Il y a des personnes, qui, pour garantir les fleurs de leurs arbres de ce vent destructeur, assemblent au couchant de leurs plants de distance en distance, de petits tas d'herbes seches, de feuilles, de bruyeres, etc., & quand ce vent qui vient toujours du couchant commence à souffler, elles mettent le feu à ces petits monceaux de matieres combustibles, la fumée qui en sort est portée par le vent vers le plant, corrompt le mauvais air, & garantit les fleurs d'une destruction çertaine ; cela n'est pas bien difficile à pratiquer ; car en supposant qu'on ait pas eu la précaution d'assembler des matieres combustibles au couchant des plants, il. est encore tems d'y en porter lorsque le vent-roux paroit ; il faut peu de matiere pour produire beaucoup de fumée, on a bien-tôt rassemblé chez-soi de vieux foins pourris, de petites bourrées de bois, sur lesquelles on jette un peu de paille mouillée, les vents-roux disparaissent promptement, & ne durent jamais trois jours ; d'ailleurs ils sont sans effet pendant la nuit, il résulte aussi de ces vents des chenilles en quantité. Lorsqu'elles se sont emparées des arbres, il n'y a d'autre secret pour s'en défaire, que d'écheniller ; on se sert pour cette opération d'une espece de ciseaux qu'on enmanche à un bâton ; ils restent ouverts par le moyen d'un ressort, comme les ciseaux dont on se sert pour couper les ongles des pieds.
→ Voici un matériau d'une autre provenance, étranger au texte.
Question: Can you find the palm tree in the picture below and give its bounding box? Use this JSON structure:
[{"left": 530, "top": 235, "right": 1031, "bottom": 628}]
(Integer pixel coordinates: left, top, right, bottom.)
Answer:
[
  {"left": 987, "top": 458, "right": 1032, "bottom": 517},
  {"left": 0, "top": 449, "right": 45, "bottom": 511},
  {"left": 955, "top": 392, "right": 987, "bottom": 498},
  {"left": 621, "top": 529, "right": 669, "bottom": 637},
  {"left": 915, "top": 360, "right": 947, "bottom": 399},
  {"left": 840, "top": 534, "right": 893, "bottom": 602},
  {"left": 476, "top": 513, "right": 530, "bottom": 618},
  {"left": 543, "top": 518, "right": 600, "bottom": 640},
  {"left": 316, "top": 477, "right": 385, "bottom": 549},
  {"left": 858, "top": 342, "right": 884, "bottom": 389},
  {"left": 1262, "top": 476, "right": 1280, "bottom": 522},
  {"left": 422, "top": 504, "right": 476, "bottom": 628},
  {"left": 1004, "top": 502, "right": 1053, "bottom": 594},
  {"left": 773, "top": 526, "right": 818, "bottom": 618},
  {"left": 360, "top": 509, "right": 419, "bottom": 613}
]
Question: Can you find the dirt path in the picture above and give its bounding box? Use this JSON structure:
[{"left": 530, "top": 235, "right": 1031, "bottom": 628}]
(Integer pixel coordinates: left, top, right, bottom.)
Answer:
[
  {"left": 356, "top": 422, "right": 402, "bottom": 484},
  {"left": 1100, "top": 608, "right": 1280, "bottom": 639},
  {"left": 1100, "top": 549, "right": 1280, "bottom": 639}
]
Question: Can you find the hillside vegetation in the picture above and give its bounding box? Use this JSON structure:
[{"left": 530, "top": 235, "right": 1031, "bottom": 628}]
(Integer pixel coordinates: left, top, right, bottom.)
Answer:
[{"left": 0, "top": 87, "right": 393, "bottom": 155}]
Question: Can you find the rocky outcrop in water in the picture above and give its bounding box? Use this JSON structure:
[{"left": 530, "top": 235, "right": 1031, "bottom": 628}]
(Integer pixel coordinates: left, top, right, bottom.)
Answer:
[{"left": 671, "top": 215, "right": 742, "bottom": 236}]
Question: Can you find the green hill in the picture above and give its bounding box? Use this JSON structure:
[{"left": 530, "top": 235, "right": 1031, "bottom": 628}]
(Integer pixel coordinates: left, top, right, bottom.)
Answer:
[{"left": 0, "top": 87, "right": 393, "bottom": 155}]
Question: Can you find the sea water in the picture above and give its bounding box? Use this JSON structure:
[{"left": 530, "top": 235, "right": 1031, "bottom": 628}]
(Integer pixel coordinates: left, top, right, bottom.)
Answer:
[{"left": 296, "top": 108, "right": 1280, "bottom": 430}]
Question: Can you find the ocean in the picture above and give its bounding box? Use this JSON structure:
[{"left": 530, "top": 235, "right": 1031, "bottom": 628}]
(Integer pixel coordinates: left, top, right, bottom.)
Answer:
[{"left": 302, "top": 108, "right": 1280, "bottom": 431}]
On fait mouvoir la partie supérieure de ces ciseaux, par le moyen d'une ficelle qui y est attachée, et on coupe la branche au-dessous de l'endroit ou les chenilles sont établies : c'est toujours sur les petites branches. Si on n'a pas ces ciseaux, on peut se servir du croissant du jardinier, & brûler ensuite les branches qui seront tombées à terre avec la coque des chenilles. On peut faire sous les arbres plusieurs fumigations pour faire périr les chenilles, mais elles ne sont pas sans inconvenient. Il est plus court d'écheniller, cela n'est pas si long ; sans cette précaution, il ne reste pas une feuille aux arbres, les chenilles les dévorent et altèrent considérablement la sève.


CHAPITRE V
De la maniere de cueillir les Pommes.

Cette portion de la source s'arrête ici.